Matos' lawyer said she'd drop the case if her ex paid her $109,000 for her share of their joint assets and gave up the right to appeal. McGreevey's lawyer said he would not succumb to such ultimatums.
"We now know what Mr. McGreevey's position is," said Matos' lawyer, John Post.
Neither Matos nor McGreevey was in court Monday.
McGreevey, 50, resigned after declaring himself "a gay American" and saying he'd had an affair with a male staffer. The staffer denied the affair and said he was sexually harassed by the governor. The couple formally separated in February 2005, three months after McGreevey left office.
The two have publicly sparred about their breakup since each wrote a tell-all book about the relationship.
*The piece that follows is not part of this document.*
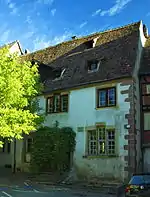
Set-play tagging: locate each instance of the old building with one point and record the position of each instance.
(91, 84)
Almost no detail has been deemed to embarrassing to reveal.
If the civil case moves forward, more salacious testimony would follow. Among the first witnesses would be Teddy Pedersen, a former campaign aide who claims to have had regular, threeway sexual encounters with the McGreeveys beginning when they were dating and ending just before he took office as governor. McGreevey has confirmed the events; Matos insisted they didn't happen.
However, Cassidy reserved her harshest critique for Matos and McGreevey's parenting choices, with the judge saying she is concerned there is no way to shield a growing Jacqueline McGreevey from the harsh spotlight of the McGreeveys' public anger and bitterness.
"If they want to make this a public issue, they have every right to do that," said Cassidy, who granted the McGreeveys' divorce last month. "They have to think how this will effect not only them, but their child."
"She just started school. She's a first-grader," the judge continued. "People talk."
Cassidy said she was most unhappy to read a press account that the former governor's boyfriend, financier Mark O'Donnell, had offered to pay the tuition to send Jacqueline to private school. The judge said matters concerning the girl should remain under seal.
The information was disclosed in a letter McGreevey lawyer Stephen Haller filed with the court Friday.
Haller said Matos is resisting the offer.
The couple shares custody of the child, with McGreevey assessed $1,075 a month in child support.